В кабинете Ваниты зазвенел телефон. Она вполголоса выругалась и вышла, будто собачку позвав с собой Симмонса. Тот застыл в нерешительности и посмотрел Финли в глаза.
— Терренс! — опять позвала она, и Шоу с отвращением посмотрел, как коллега ринулся за ней.
— Ох уж мне это низкопоклонство, — пробормотал он про себя.
В этот момент показался Эдмундс. Он отошел в сторонку, пропуская Симмонса, и вошел в совещательную комнату. Потом открыл портфель, не обращая внимания на новости, потому что уже успел обсудить все с Бакстер.
— Стало быть, это Билл? — спросил Финли.
Эдмундс торжественно кивнул и протянул ему папку, которую вытащил из портфеля, но тот брать ее не стал.
— Я тебе верю, — сказал старый полицейский и вновь повернулся к экрану.
— С вашего позволения, замечу, что вы совсем не удивлены, — сказал Эдмундс.
— Если бы ты варился в этой каше столько, сколько я, тебя бы тоже больше ничего не удивляло. Просто становится тоскливо, не более того. В этой жизни я понял только одно — если человека долго доводить до белого каления, он рано или поздно начнет огрызаться.
— Вы не пытаетесь оправдывать действия Волка?
— Конечно нет. Но за эти годы я тысячу раз видел, как люди, в обычных обстоятельствах очень даже «хорошие», совершают ужасные поступки — мужья душат обманывающих их жен, братья защищают сестер от жестоких и агрессивных сожителей. В конце концов, начинаешь понимать, что…
— Что же начинаешь понимать?
— …что «хороших» людей попросту нет. Просто есть те, кого уже довели до ручки, и те, кто еще держится.
— Звучит так, будто вы не хотите, чтобы Волка поймали.
— Это наш долг. Некоторые из этих жертв не заслужили такой судьбы.
— А другие, по-вашему, заслужили?
— Другие — да. Ты не волнуйся, парень. Я хочу поймать его даже больше, чем ты, — потому что совсем не желаю ему зла.
Ванита и Симмонс с озадаченным и каким-то пристыженным видом вернулись в совещательную комнату и заняли свои места. Эдмундс роздал всем копии профиля их убийцы.

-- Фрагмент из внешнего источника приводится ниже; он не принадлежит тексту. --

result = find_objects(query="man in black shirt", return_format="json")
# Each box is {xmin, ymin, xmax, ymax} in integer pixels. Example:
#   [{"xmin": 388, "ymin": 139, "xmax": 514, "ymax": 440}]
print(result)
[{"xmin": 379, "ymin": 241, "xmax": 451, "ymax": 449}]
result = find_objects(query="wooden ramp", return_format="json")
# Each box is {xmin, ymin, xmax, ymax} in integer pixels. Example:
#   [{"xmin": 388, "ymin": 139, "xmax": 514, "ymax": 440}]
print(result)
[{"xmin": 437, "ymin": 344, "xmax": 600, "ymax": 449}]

— У нас совершенно нет времени, — сказал он, — поэтому я собрал воедино все, что мы знаем о киллере, а потом, чтобы сузить поиск, присовокупил ряд научных предположений: европеоидный тип, рост от шести футов до шести футов четырех дюймов, лысый либо коротко стриженный, на левом предплечье и на затылке имеются шрамы, сорок четвертый размер обуви, ботинки армейского образца, выпущенные до две тысячи двенадцатого года, либо действующий, либо бывший военнослужащий. Исключительно умен и постоянно подвергает интеллект все новым испытаниям в угоду собственному эго. Эмоционально холоден, пренебрежительно относится к человеческой жизни, обожает принимать брошенный ему вызов и любит, когда его проверяют на прочность. Ему скучно, поэтому можно предположить, что он больше не служит в рядах Вооруженных сил. Театральный характер его преступлений свидетельствует о том, что они приносят ему удовольствие. Одинокий, маргинал, не женат. Учитывая лондонские цены и те деньги, что я плачу за небольшую студию далеко не в лучшем районе, живет в какой-нибудь лачуге. Те, кто идут в армию только потому, что любят убивать, как правило, стремятся к славе. Чаще всего они рано или поздно совершают что-нибудь жуткое, и их с позором изгоняют. Поскольку отпечатков его пальцев в базе данных нет, он, скорее всего, проходил лишь в качестве подозреваемого, хотя, с учетом шрамов, мог выступать и в роли пострадавшего.